Elle n’était pas certaine de cette traduction. En vérité, elle avait bien une idée, mais elle priait pour s’être trompée. Elle ne se prononça pas sur le mot « mortiferum », par contre. Elle l’avait traduit sans peine, mais préférait éviter de remettre une couche quant à leur désastreuse situation.
— Il y a un robinet qui dépasse du mur, ici, souligna Cyprien qui s’était avancé prudemment pour explorer la pièce.
— Et les vases sont vides, leur apprit Basile qui venait de jeter un coup d’œil dedans.
— Il y a aussi des mots sur les piédestals, fit remarquer Mathéo.
— On dit piédestaux, au pluriel.
— Qu’est-ce qu’on s’en fout ? Viens plutôt les traduire, c’est encore ta langue de con.
Dans un grognement, Miss Parfaite s’avança et examina les gravures.

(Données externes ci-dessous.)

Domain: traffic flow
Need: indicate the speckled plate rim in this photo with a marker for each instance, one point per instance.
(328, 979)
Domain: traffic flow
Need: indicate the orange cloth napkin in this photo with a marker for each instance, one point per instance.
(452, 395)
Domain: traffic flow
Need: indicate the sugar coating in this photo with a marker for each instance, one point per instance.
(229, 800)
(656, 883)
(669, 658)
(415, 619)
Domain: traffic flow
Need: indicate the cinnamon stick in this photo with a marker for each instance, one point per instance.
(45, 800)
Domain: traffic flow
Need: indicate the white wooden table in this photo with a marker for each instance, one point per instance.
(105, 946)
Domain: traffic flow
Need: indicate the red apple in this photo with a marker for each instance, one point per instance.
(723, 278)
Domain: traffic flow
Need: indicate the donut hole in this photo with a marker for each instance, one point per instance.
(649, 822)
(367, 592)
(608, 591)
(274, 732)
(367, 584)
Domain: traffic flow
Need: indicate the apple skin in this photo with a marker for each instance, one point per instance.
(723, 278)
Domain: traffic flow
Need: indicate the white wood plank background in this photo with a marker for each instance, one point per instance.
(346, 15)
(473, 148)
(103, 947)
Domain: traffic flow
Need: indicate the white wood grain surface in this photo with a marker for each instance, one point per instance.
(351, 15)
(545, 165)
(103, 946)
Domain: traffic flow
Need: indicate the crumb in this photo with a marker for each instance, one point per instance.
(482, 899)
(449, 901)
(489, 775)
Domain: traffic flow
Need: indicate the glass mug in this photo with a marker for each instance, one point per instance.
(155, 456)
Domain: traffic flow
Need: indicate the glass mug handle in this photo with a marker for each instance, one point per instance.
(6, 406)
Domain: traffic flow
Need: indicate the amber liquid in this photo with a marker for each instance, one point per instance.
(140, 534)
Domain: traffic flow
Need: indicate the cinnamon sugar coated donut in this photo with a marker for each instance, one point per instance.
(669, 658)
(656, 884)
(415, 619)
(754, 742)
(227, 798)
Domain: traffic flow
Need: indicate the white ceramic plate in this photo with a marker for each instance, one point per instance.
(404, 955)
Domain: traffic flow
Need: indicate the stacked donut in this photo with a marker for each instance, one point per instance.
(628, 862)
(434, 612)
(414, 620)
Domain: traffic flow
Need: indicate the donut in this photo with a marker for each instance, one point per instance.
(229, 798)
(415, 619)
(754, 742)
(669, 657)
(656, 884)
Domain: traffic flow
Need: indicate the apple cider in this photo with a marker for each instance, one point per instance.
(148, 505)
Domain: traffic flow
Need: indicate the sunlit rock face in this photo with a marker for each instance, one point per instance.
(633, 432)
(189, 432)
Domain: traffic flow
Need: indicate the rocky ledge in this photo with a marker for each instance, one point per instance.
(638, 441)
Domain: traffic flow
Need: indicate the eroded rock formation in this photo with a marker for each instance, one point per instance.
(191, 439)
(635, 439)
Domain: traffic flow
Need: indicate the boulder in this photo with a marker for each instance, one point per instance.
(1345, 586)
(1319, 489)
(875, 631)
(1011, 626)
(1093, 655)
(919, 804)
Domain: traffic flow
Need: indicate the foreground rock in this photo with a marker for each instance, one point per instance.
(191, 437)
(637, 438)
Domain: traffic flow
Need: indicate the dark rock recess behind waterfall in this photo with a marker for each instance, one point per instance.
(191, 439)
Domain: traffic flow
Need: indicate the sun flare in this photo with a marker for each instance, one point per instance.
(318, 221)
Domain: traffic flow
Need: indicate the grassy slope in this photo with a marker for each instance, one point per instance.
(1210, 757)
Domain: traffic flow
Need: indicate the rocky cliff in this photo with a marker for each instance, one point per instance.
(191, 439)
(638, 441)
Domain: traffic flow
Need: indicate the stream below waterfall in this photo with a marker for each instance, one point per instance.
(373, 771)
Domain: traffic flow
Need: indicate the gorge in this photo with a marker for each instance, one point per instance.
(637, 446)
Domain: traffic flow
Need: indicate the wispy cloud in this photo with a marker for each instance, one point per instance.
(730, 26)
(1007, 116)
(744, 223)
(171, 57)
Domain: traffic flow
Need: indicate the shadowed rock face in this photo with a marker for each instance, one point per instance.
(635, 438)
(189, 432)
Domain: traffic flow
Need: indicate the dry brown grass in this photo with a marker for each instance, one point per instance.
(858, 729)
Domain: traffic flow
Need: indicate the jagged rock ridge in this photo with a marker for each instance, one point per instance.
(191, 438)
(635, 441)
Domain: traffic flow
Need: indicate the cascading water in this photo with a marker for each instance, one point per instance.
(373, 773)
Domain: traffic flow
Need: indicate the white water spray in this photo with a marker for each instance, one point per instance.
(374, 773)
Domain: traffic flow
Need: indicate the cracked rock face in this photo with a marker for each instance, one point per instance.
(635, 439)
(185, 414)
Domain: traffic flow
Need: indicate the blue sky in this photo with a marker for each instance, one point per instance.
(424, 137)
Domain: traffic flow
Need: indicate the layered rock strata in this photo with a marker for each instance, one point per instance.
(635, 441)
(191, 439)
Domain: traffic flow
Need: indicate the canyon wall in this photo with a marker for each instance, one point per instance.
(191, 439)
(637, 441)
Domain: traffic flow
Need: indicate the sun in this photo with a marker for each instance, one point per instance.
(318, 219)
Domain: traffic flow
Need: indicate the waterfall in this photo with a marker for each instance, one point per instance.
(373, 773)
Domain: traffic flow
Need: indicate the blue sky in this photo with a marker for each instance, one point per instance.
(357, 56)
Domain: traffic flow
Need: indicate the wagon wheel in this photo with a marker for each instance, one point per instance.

Seuls trois socles en disposaient, les deux aux extrémités en étant exempt. Elle n’eut pas trop de mal à deviner le sens des deux premiers mots. Le dernier, par contre était un peu plus coriace.
— Ici, « purpura » signifie pourpre. Sur l’autre, c’est « viola », violet, facile. Mais le troisième…« aureus »… C’est soit doré, soit orangé.
— Des couleurs, alors ? Et on est censé faire quoi ?
Violette haussa les épaules. À son tour, elle fit le tour de la pièce, à la recherche d’indices et d’autres indications. Mais il n’y avait rien d’autre que les mots latins et le robinet.
— Mat’, tu sais soulever un des vases ? demanda Cyprien après un moment à tourner en rond.
— C’pas très lourd, répondit-il en se saisissant du jaune.
— Tu as une idée, demanda Basile.
— On peut essayer de les remplir, non ? proposa Cyprien. Approche-le.
Mathéo s’exécuta. Il arriva avec le vase jaune et le plaça sous le robinet que Cyprien enclencha. Ce qui ressemblait à de l’eau pure en sortit pour remplir le récipient. Mais ce n’était pas la seule chose qui s’échappa du robinet au moment où les vannes s’ouvrirent. Une étrange fumée commença aussitôt à se dégager du haut du robinet.
— Fuma… fumée ! Ne respirez pas cette chose ! s’écria Violette avec précipitation.
Mais c’était trop tard. Cyprien avait été surpris par le gaz et avait malencontreusement laissé une bouffée pénétrer ses narines. Aussitôt, une immense douleur s’était saisie de lui, comme s’il brulait de l’intérieur. Par réflexe, il essaya de refermer la vanne. Mais celle-ci était bloquée, et la fumée continuait de s’en échapper.